On 2024/09/19 19:16, Anton A. Melnikov wrote:

On 18.09.2024 21:04, Fujii Masao wrote:

-                CreateCheckPoint(flags);
-                ckpt_performed = true;
+                ckpt_performed = CreateCheckPoint(flags);

This change could result in the next scheduled checkpoint being
triggered in 15 seconds if a checkpoint is skipped, which isn’t
the intended behavior.

Thanks for pointing this out! This is really bug.
Rearranged the logic a bit to save the previous behavior
in the v3 attached.

Thanks for updating the patch!

I've attached the updated version (0001.patch).
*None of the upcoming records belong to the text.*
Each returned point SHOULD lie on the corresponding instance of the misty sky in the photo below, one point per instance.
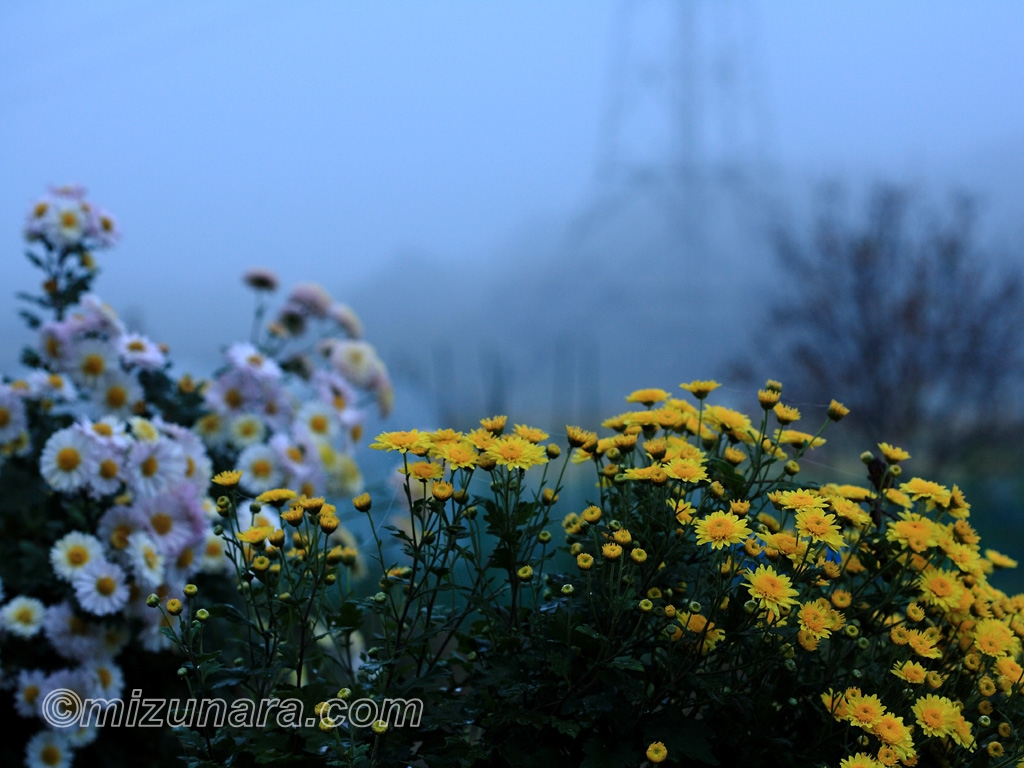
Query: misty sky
(322, 138)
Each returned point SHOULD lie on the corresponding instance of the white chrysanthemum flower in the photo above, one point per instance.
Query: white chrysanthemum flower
(357, 361)
(101, 588)
(140, 351)
(94, 315)
(51, 386)
(278, 406)
(143, 430)
(155, 467)
(199, 468)
(30, 685)
(109, 475)
(117, 392)
(246, 356)
(71, 635)
(261, 469)
(48, 749)
(317, 420)
(13, 420)
(233, 392)
(145, 559)
(73, 552)
(116, 524)
(109, 431)
(23, 615)
(67, 461)
(90, 358)
(246, 430)
(174, 520)
(55, 343)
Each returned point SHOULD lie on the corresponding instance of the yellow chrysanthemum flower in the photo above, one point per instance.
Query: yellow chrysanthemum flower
(721, 529)
(516, 453)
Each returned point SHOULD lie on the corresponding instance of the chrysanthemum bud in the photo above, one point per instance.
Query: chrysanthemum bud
(837, 411)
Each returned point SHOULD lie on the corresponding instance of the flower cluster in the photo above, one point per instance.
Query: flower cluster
(707, 604)
(107, 465)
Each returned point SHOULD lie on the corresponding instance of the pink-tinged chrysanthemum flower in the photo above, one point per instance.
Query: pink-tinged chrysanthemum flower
(246, 356)
(55, 341)
(108, 432)
(116, 524)
(67, 461)
(155, 467)
(261, 469)
(23, 615)
(317, 420)
(93, 315)
(48, 749)
(51, 386)
(71, 635)
(109, 475)
(357, 361)
(73, 552)
(245, 430)
(174, 519)
(233, 392)
(90, 359)
(139, 351)
(117, 392)
(101, 588)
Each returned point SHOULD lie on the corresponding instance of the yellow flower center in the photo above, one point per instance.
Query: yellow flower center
(117, 396)
(233, 398)
(93, 365)
(69, 459)
(105, 586)
(150, 466)
(78, 556)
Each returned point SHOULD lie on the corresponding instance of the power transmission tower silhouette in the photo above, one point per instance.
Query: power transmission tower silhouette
(685, 126)
(665, 249)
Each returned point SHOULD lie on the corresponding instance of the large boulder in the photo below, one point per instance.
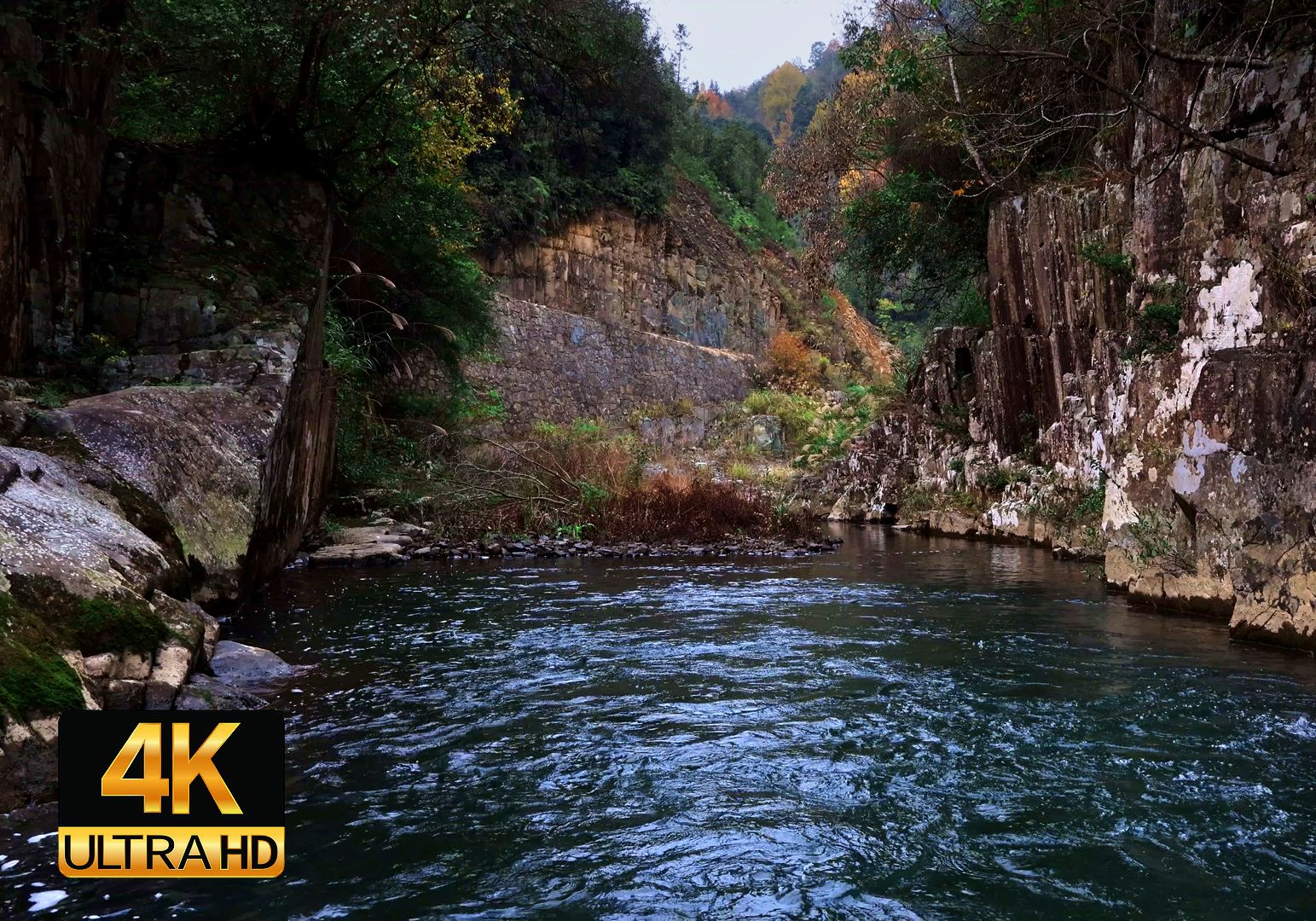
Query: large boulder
(198, 453)
(241, 664)
(57, 524)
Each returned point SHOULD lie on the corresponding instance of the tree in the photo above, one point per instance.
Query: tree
(714, 106)
(1027, 86)
(777, 101)
(682, 37)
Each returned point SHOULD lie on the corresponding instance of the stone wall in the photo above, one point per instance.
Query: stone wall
(686, 276)
(1204, 441)
(559, 366)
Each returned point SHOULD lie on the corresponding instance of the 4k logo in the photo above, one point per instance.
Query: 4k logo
(171, 795)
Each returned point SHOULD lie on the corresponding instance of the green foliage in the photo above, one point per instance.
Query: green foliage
(729, 161)
(797, 411)
(33, 676)
(1158, 325)
(998, 478)
(1093, 504)
(838, 424)
(913, 257)
(55, 394)
(103, 624)
(598, 108)
(1111, 261)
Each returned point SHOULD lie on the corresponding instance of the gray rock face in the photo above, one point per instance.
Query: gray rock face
(241, 664)
(53, 523)
(198, 453)
(370, 545)
(1197, 443)
(768, 436)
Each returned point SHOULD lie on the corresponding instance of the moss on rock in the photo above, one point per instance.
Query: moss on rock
(33, 675)
(104, 624)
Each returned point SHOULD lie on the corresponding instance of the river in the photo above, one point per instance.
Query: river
(908, 727)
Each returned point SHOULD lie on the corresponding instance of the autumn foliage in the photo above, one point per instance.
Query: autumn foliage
(789, 363)
(712, 104)
(777, 101)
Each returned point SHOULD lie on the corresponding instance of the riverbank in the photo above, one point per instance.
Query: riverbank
(705, 734)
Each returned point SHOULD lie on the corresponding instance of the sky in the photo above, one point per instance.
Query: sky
(737, 41)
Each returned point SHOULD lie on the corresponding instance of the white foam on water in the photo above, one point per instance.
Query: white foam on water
(43, 901)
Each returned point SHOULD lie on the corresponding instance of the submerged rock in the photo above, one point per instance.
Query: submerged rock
(203, 692)
(239, 663)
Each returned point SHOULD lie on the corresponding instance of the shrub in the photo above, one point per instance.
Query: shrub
(1158, 325)
(103, 624)
(741, 472)
(998, 478)
(1110, 261)
(797, 411)
(790, 363)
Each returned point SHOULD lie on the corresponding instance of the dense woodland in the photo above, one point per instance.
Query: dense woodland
(443, 129)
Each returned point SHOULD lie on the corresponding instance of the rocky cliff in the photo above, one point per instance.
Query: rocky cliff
(686, 276)
(194, 470)
(1146, 392)
(55, 94)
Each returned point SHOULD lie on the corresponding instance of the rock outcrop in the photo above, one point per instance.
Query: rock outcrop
(1202, 437)
(557, 366)
(55, 89)
(685, 276)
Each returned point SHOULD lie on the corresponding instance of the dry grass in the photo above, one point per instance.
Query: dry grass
(691, 508)
(583, 479)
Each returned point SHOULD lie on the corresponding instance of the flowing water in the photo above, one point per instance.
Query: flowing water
(909, 727)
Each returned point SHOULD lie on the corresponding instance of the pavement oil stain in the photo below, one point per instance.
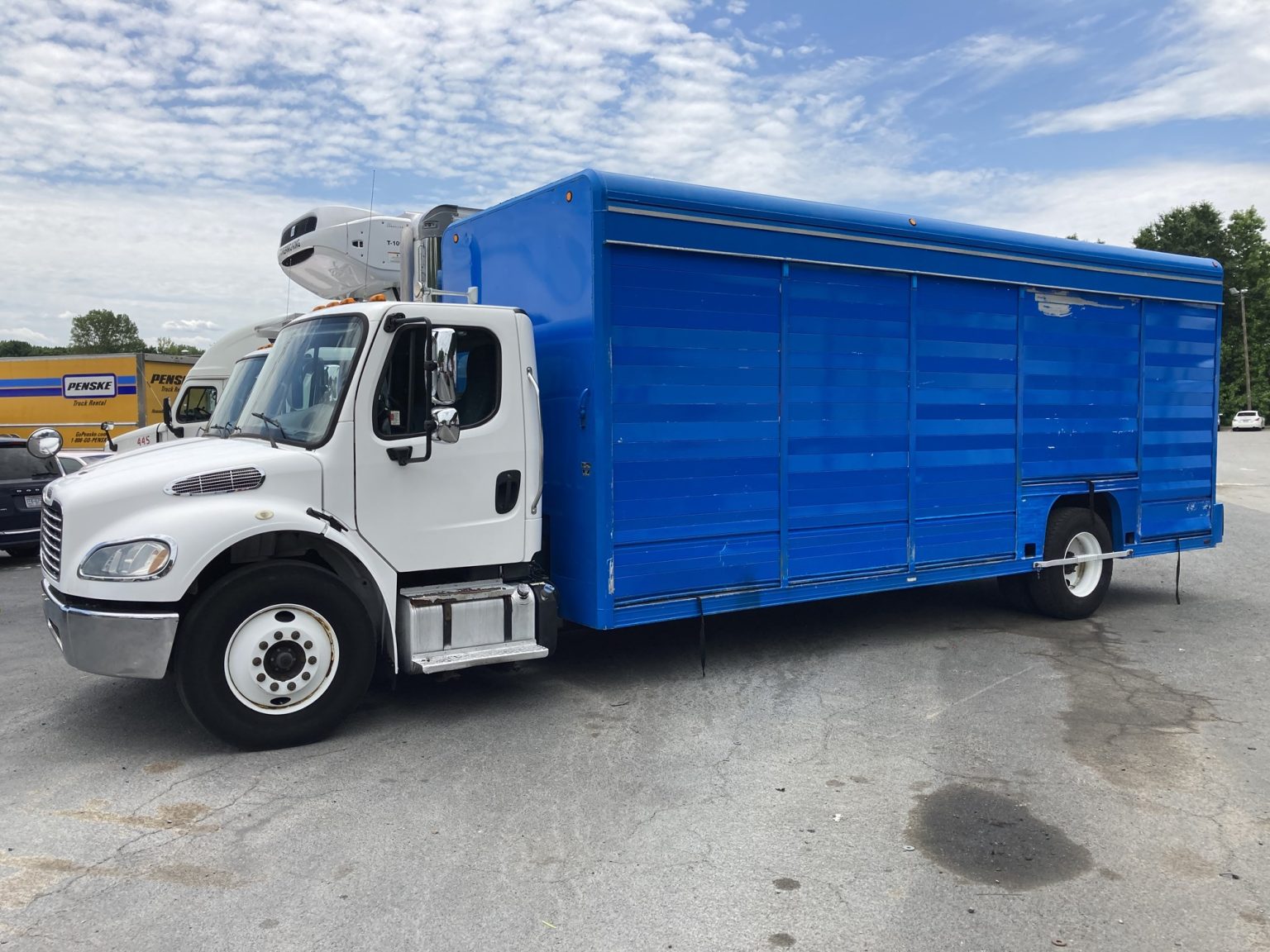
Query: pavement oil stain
(990, 838)
(40, 875)
(1123, 720)
(161, 767)
(182, 817)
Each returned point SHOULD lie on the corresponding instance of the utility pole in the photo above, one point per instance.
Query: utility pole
(1244, 320)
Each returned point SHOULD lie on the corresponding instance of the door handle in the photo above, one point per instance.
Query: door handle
(507, 490)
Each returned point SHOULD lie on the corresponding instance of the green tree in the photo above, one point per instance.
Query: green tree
(102, 331)
(16, 348)
(1241, 248)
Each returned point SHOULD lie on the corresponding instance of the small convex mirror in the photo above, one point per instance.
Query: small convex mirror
(447, 424)
(443, 381)
(45, 443)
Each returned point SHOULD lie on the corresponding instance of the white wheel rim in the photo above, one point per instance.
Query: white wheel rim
(270, 654)
(1082, 578)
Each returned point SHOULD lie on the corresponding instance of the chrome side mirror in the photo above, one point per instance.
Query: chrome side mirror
(447, 424)
(445, 378)
(46, 442)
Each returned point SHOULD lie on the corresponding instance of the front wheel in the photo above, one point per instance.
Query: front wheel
(275, 655)
(1073, 591)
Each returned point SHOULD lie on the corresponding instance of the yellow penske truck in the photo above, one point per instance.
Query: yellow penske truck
(75, 393)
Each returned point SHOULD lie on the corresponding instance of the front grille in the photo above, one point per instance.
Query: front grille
(51, 540)
(220, 481)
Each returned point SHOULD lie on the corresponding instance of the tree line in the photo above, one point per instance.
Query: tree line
(1239, 244)
(99, 331)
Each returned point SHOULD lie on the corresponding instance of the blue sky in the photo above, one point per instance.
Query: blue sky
(150, 153)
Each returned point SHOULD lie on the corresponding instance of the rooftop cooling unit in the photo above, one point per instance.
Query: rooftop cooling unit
(337, 251)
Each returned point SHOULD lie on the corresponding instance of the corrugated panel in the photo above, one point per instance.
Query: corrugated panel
(1179, 418)
(695, 421)
(846, 407)
(1080, 364)
(964, 433)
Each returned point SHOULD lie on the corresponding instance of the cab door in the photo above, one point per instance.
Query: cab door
(454, 504)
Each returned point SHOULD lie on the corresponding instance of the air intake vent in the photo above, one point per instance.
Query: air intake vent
(51, 541)
(301, 226)
(222, 481)
(303, 254)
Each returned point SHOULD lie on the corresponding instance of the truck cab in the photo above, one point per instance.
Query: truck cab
(201, 390)
(376, 503)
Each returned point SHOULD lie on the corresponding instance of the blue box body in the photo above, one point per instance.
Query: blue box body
(751, 400)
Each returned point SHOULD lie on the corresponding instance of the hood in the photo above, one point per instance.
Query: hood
(141, 474)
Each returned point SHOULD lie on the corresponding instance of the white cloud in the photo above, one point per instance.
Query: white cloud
(30, 336)
(1110, 205)
(198, 257)
(1215, 64)
(191, 325)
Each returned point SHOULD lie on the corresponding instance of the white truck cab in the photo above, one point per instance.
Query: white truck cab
(201, 390)
(376, 502)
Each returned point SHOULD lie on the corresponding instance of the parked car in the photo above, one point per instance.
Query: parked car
(1248, 421)
(21, 480)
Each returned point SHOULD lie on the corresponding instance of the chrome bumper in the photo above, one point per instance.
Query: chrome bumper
(120, 644)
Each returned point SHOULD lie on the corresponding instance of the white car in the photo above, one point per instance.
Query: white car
(1248, 421)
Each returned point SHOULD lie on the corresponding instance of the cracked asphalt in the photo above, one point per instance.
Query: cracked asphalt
(919, 771)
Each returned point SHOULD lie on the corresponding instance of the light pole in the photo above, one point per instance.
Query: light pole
(1248, 369)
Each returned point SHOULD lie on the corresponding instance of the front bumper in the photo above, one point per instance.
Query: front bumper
(19, 537)
(120, 644)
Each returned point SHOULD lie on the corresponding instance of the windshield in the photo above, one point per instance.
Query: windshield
(303, 381)
(238, 388)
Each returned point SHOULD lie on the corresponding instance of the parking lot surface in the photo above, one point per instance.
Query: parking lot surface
(917, 771)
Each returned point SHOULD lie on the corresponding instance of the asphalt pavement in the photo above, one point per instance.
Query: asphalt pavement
(919, 771)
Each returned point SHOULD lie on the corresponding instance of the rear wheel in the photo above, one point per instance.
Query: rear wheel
(275, 655)
(1073, 591)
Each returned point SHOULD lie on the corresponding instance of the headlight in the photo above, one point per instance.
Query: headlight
(127, 561)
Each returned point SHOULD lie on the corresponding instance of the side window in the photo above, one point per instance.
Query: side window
(196, 405)
(400, 400)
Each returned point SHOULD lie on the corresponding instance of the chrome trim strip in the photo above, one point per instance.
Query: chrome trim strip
(900, 270)
(813, 232)
(1077, 560)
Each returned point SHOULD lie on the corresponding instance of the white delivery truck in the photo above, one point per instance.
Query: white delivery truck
(201, 388)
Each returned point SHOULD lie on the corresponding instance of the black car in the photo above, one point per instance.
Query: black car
(21, 478)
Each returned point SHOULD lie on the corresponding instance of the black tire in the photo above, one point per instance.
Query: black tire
(1015, 592)
(1052, 589)
(339, 681)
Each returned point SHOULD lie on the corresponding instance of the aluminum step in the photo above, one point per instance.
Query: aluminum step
(433, 662)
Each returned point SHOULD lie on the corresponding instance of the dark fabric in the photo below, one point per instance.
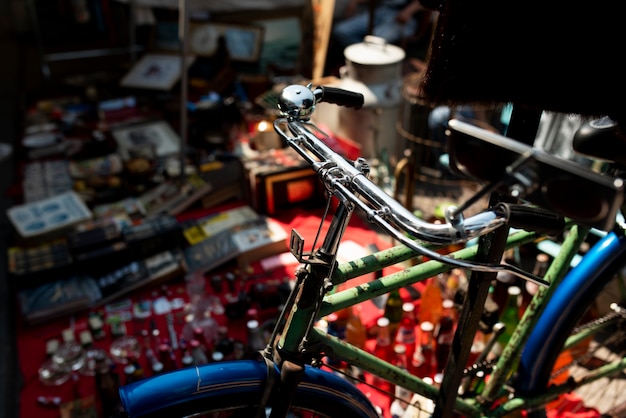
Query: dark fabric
(557, 55)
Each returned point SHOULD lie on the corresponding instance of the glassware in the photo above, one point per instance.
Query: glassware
(125, 348)
(71, 354)
(52, 373)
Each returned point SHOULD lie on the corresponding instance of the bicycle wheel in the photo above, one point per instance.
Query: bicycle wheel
(235, 388)
(578, 303)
I made some cosmetic changes,
including reverting the switch in the entries for 
pg_stat_get_checkpointer_write_time
and pg_stat_get_checkpointer_sync_time in pg_proc.dat, as I didn’t think
that change was necessary. Could you please review the latest version?

After we commit 0001.patch, how about applying 0002.patch, which updates
the documentation for the pg_stat_checkpointer view to clarify what types
of checkpoints and restartpoints each counter tracks?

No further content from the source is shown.